Do I see that correctly that choosing text-davinci-003 is not possible anymore, because it is not available on the first, but then required on the second API that seems to be called?

Is it possible for you to use the textcat.llm.correct recipe? As noted in the error the .openai.* recipes are deprecated by the more general .llm.* recipes

MMh, actually I was just to lazy because I hoped it would be more easy to configure using the other pipelines.

Now I tried it with this config

[nlp]

lang = "de"

pipeline = ["llm"]

[components]

[components.llm]

factory = "llm"

save_io = true

[components.llm.task]

@llm_tasks = "spacy.TextCat.v3"

labels = ["Sach- & Haftpflichtversicherungen","Werbungskosten","Privat"]

exclusive_classes = false

[components.llm.task.label_definitions]

"Sach- & Haftpflichtversicherungen" = "xxx"

"Werbungskosten" = "xxx"

"Privat" = "xxx"

[components.llm.model]

@llm_models = "spacy.GPT-4.v3"

config = {"temperature": 0.3}

[components.llm.cache]

@llm_misc = "spacy.BatchCache.v1"

path = "local-cached"

batch_size = 3

max_batches_in_mem = 10

Calling it like this: prodigy textcat.llm.correct bank_turnovers_categorization configs/spacy_textcat_llm_config.cfg assets/bank_turnovers_versicherung.jsonl

But this results in Prodigy seemingly forever looking like this.

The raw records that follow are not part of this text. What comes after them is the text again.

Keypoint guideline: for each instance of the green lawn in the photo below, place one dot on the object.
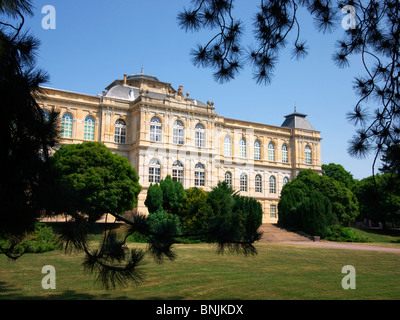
(278, 272)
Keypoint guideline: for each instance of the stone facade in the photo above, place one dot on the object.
(163, 131)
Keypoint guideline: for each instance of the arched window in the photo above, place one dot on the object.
(271, 152)
(257, 150)
(285, 157)
(307, 155)
(155, 129)
(228, 179)
(258, 184)
(66, 126)
(200, 135)
(178, 134)
(272, 184)
(46, 115)
(199, 175)
(177, 172)
(120, 131)
(154, 171)
(272, 211)
(88, 131)
(227, 146)
(242, 148)
(243, 182)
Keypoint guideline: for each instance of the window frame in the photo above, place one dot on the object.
(89, 128)
(242, 148)
(154, 171)
(243, 182)
(258, 183)
(199, 175)
(178, 135)
(120, 131)
(155, 129)
(199, 135)
(67, 125)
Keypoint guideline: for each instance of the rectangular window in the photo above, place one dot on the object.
(199, 179)
(177, 175)
(272, 211)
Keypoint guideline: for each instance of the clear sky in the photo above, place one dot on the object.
(97, 41)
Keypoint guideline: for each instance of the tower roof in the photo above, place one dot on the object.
(297, 120)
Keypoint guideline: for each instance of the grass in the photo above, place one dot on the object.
(279, 271)
(388, 236)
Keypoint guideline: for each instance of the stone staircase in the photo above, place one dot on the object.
(273, 233)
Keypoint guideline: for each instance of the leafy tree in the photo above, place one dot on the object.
(338, 173)
(196, 211)
(374, 38)
(154, 198)
(297, 193)
(27, 134)
(97, 180)
(379, 198)
(316, 214)
(173, 194)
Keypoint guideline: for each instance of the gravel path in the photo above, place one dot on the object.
(347, 246)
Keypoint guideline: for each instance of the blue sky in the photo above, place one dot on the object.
(97, 41)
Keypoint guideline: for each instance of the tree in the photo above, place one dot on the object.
(154, 198)
(374, 36)
(338, 173)
(379, 198)
(343, 204)
(96, 180)
(316, 214)
(27, 133)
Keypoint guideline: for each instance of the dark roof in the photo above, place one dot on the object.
(297, 120)
(142, 76)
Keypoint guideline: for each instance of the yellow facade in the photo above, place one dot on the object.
(163, 131)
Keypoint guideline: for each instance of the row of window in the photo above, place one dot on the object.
(199, 176)
(178, 137)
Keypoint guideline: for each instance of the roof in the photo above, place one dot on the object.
(297, 120)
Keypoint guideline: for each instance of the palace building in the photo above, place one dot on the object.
(162, 131)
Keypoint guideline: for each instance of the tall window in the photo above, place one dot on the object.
(155, 129)
(271, 152)
(272, 211)
(228, 178)
(243, 182)
(178, 132)
(199, 175)
(257, 150)
(154, 171)
(227, 146)
(66, 126)
(88, 131)
(177, 172)
(307, 155)
(285, 157)
(242, 148)
(272, 184)
(200, 135)
(258, 183)
(120, 131)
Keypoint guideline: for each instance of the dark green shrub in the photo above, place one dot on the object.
(41, 239)
(343, 234)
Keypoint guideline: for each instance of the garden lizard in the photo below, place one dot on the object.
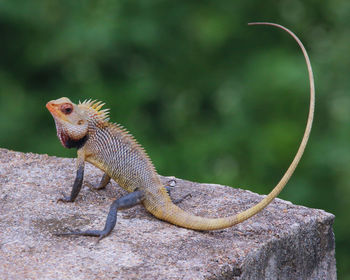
(114, 150)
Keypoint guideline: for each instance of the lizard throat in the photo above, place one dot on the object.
(67, 141)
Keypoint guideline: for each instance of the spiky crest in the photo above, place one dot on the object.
(102, 115)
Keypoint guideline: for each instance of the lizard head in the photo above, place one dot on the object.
(71, 122)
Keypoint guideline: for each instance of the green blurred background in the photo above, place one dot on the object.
(211, 99)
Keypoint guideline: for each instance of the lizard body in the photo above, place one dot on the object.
(112, 149)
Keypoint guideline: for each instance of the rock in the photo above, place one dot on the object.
(284, 241)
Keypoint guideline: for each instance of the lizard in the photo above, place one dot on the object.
(111, 148)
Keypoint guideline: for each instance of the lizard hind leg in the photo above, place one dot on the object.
(124, 202)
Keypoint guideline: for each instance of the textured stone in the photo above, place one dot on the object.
(284, 241)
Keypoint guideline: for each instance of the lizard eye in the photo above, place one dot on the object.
(66, 108)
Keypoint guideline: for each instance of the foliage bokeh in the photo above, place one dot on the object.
(210, 98)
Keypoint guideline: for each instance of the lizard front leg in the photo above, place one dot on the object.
(78, 179)
(103, 183)
(124, 202)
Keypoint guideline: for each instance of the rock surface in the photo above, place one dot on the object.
(283, 241)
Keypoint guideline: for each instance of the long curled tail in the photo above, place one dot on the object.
(177, 216)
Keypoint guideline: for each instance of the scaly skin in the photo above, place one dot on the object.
(111, 148)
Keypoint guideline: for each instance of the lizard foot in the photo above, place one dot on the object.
(65, 198)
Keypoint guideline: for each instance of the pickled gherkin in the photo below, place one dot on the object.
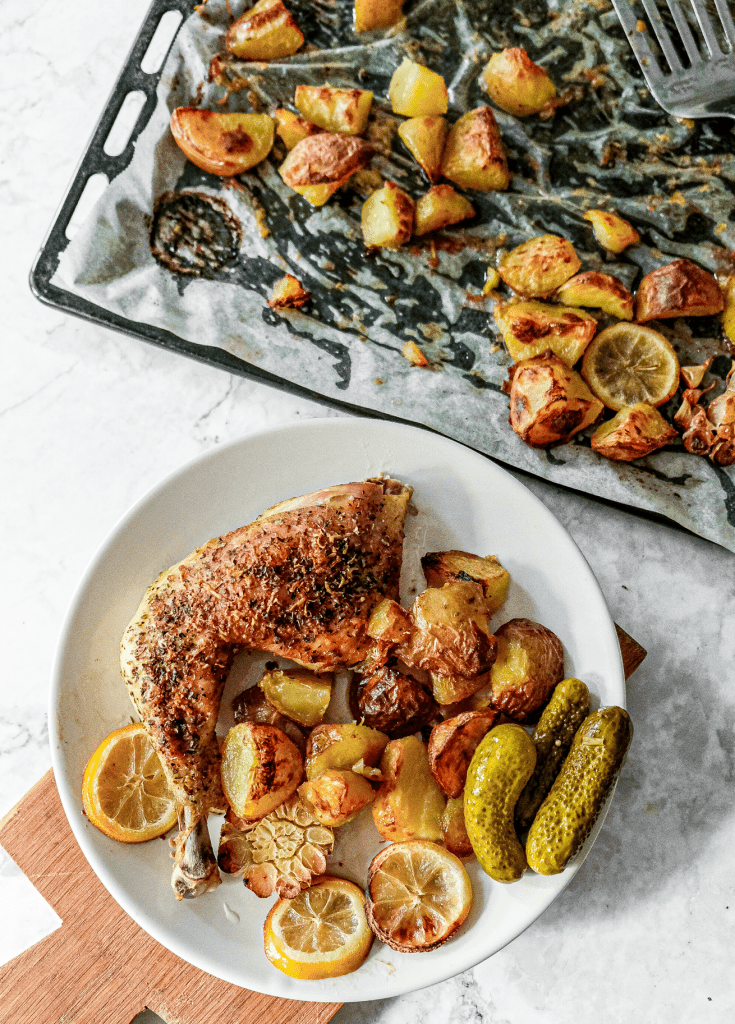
(577, 796)
(553, 736)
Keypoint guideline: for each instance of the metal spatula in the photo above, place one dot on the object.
(695, 75)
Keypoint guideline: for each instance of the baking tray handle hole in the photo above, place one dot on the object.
(96, 183)
(161, 41)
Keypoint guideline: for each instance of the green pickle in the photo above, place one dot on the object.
(578, 794)
(553, 736)
(501, 767)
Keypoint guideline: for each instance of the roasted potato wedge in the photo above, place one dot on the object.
(344, 111)
(611, 230)
(460, 566)
(222, 143)
(528, 666)
(440, 207)
(679, 289)
(298, 693)
(408, 803)
(417, 91)
(451, 745)
(550, 402)
(388, 217)
(261, 768)
(474, 156)
(424, 138)
(266, 32)
(538, 266)
(516, 84)
(635, 431)
(336, 797)
(342, 747)
(601, 291)
(530, 328)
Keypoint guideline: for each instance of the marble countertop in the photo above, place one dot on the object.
(91, 419)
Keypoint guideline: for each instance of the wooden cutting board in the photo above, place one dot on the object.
(99, 967)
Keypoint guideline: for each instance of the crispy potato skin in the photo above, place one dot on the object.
(550, 402)
(679, 289)
(451, 745)
(636, 431)
(529, 664)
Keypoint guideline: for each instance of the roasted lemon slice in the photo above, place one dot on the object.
(320, 933)
(125, 792)
(628, 364)
(419, 895)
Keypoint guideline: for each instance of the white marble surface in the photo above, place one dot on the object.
(90, 420)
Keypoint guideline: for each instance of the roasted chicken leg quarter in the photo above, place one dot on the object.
(300, 582)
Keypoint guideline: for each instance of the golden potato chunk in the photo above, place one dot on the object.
(530, 328)
(343, 747)
(266, 32)
(611, 230)
(538, 266)
(460, 566)
(636, 431)
(372, 14)
(336, 797)
(292, 128)
(388, 217)
(261, 767)
(408, 803)
(601, 291)
(550, 402)
(222, 143)
(474, 156)
(298, 693)
(516, 84)
(528, 666)
(439, 208)
(679, 289)
(424, 138)
(343, 111)
(417, 91)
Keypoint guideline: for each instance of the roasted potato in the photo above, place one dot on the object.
(264, 33)
(372, 14)
(336, 797)
(388, 217)
(474, 156)
(538, 266)
(318, 165)
(424, 138)
(451, 745)
(516, 84)
(440, 207)
(298, 693)
(288, 293)
(530, 328)
(417, 91)
(343, 747)
(261, 767)
(679, 289)
(528, 666)
(408, 803)
(222, 143)
(611, 230)
(550, 402)
(634, 432)
(601, 291)
(391, 701)
(342, 111)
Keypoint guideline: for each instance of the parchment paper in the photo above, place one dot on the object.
(610, 146)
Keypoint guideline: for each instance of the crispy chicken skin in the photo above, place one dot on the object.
(300, 582)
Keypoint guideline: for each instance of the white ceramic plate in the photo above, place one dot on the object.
(464, 501)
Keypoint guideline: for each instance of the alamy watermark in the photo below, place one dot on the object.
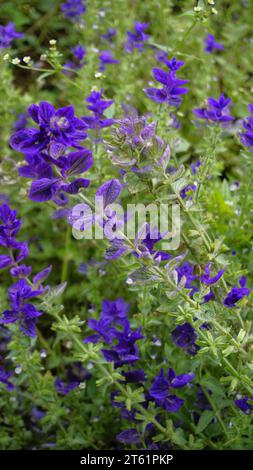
(135, 221)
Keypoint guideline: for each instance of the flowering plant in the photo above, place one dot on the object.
(125, 227)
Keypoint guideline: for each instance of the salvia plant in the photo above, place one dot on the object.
(109, 338)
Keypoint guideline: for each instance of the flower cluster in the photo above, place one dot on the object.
(8, 34)
(211, 45)
(46, 149)
(77, 61)
(162, 387)
(216, 112)
(97, 106)
(106, 58)
(247, 137)
(72, 9)
(109, 35)
(22, 291)
(113, 325)
(135, 145)
(172, 87)
(137, 39)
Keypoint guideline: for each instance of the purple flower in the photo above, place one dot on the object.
(134, 376)
(236, 293)
(195, 167)
(125, 351)
(9, 225)
(106, 57)
(172, 88)
(246, 138)
(244, 404)
(21, 122)
(189, 189)
(185, 336)
(64, 388)
(8, 34)
(186, 272)
(174, 64)
(22, 311)
(109, 36)
(77, 62)
(217, 111)
(115, 310)
(160, 391)
(46, 151)
(129, 436)
(72, 9)
(57, 130)
(137, 39)
(4, 378)
(211, 45)
(207, 279)
(114, 313)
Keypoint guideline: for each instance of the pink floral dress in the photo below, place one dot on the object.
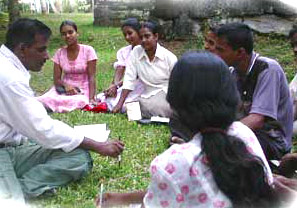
(75, 74)
(180, 176)
(123, 56)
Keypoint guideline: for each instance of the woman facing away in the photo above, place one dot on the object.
(151, 64)
(112, 94)
(223, 165)
(74, 73)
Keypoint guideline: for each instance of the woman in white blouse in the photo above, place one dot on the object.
(152, 64)
(223, 165)
(112, 94)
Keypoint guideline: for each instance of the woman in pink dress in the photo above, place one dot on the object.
(223, 165)
(74, 74)
(112, 94)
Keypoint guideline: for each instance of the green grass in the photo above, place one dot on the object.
(143, 142)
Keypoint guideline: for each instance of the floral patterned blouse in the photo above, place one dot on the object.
(180, 176)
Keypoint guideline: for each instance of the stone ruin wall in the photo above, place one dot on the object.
(184, 18)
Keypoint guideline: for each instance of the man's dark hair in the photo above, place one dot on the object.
(237, 35)
(292, 32)
(24, 30)
(70, 23)
(204, 95)
(152, 25)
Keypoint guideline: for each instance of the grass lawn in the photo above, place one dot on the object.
(143, 142)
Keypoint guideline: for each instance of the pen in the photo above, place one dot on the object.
(119, 156)
(101, 195)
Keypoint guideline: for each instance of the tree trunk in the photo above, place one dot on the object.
(13, 9)
(44, 9)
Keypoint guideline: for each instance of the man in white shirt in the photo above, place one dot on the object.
(58, 155)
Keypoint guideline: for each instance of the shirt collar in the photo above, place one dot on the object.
(11, 57)
(159, 53)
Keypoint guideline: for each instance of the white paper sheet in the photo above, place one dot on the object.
(133, 111)
(97, 132)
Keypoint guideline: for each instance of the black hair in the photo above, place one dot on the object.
(214, 28)
(204, 95)
(292, 32)
(153, 26)
(70, 23)
(238, 35)
(24, 31)
(132, 22)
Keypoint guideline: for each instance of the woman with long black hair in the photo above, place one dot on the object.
(223, 165)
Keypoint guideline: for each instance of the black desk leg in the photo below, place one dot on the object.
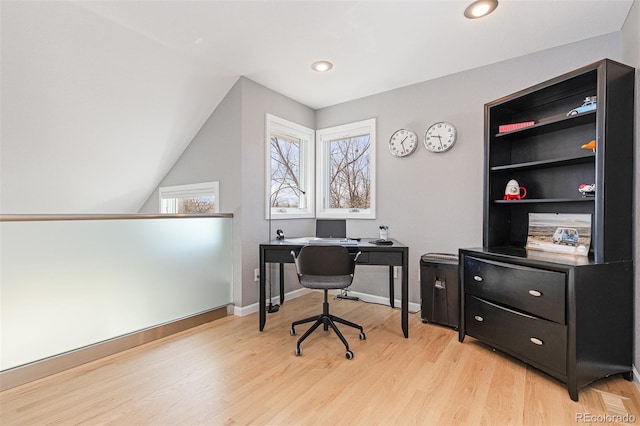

I see that it talks to OpenAI, but never comes back.

OK, on further testing this was just the default model gpt-4 taking too much time.

Using this config

[nlp]
lang = "de"
pipeline = ["llm"]

[components]

[components.llm]
factory = "llm"
save_io = true

[components.llm.task]
@llm_tasks = "spacy.TextCat.v3"
labels = ["Sach- & Haftpflichtversicherungen","Werbungskosten","Privat"]
exclusive_classes = false

[components.llm.task.label_definitions]
"Sach- & Haftpflichtversicherungen" = "xxx"
"Werbungskosten" = "xxx"
"Privat" = "xxx"

[components.llm.model]
@llm_models = "spacy.GPT-4.v3"
name = "gpt-4o"
config = {"temperature": 0.3}

[components.llm.cache]
@llm_misc = "spacy.BatchCache.v1"
path = "local-cached"
batch_size = 3
max_batches_in_mem = 10

I started working.

Hi @toadle,

Glad to hear you managed to implement your workflow with spacy-llm recipe. I'll go ahead to change the subject to reflect the content of the thread more accurately, now that we know the issue.